Does this mean there is no place for antivirus scanning in the world?  No, I've been on record as far back as four years ago saying that gateway level scanning was the way to go and this exactly what I mean when I say "it's time to toss out your antivirus".  This means you scan for viruses transparently at the HTTP and FTP gateway and at the SMTP mail gateway BEFORE it enters your internal network and your PC.  As an added bonus, the scanning is only done once and the cleaned file is cached at the gateway so that you're not scanning the file on the client side thousands of times if you have thousands of users.  Since scanning viruses is such a dangerous task because the software is handling raw and potentially malicious payloads coming from the Internet, the task should only be handled in the DMZ and under a service or daemon operating in a jail cell.  Handling raw Internet files at the client level under a system level service is simply more of a liability than a benefit.  We should probably even stop antivirus scanning on the internal mail server and have all mail attachments forwarded to the DMZ gateway scanner to check the file in a jail cell before it's handed back to the internal mail server.  Note that on TechRepublic, we'll start doing some articles on how to implement inexpensive gateway antivirus for the home.

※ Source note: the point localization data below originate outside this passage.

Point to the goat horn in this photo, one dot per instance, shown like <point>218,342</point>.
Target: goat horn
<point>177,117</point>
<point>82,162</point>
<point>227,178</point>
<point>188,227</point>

Running antivirus on a personal computer is like having the bomb squad inspect a suspicious package inside the house right next to you.  No matter how careful or how good that bomb squad is, one of these days they'll make a mistake and explode in your house.  As a matter of fact, the bad guys are deliberately rigging the bombs in a way that will blow up the house if someone tries to scan it and this is exactly what's happening with malformed ARJ or ZIP packages.  It's time we started thinking of antivirus activities the same way and that it's too dangerous to be done on your personal computer or even inside the internal network.  Check that bomb before it enters the house and the end result is that we'd all be spending less money, we'd all have faster computers, and we'd all be a lot safer.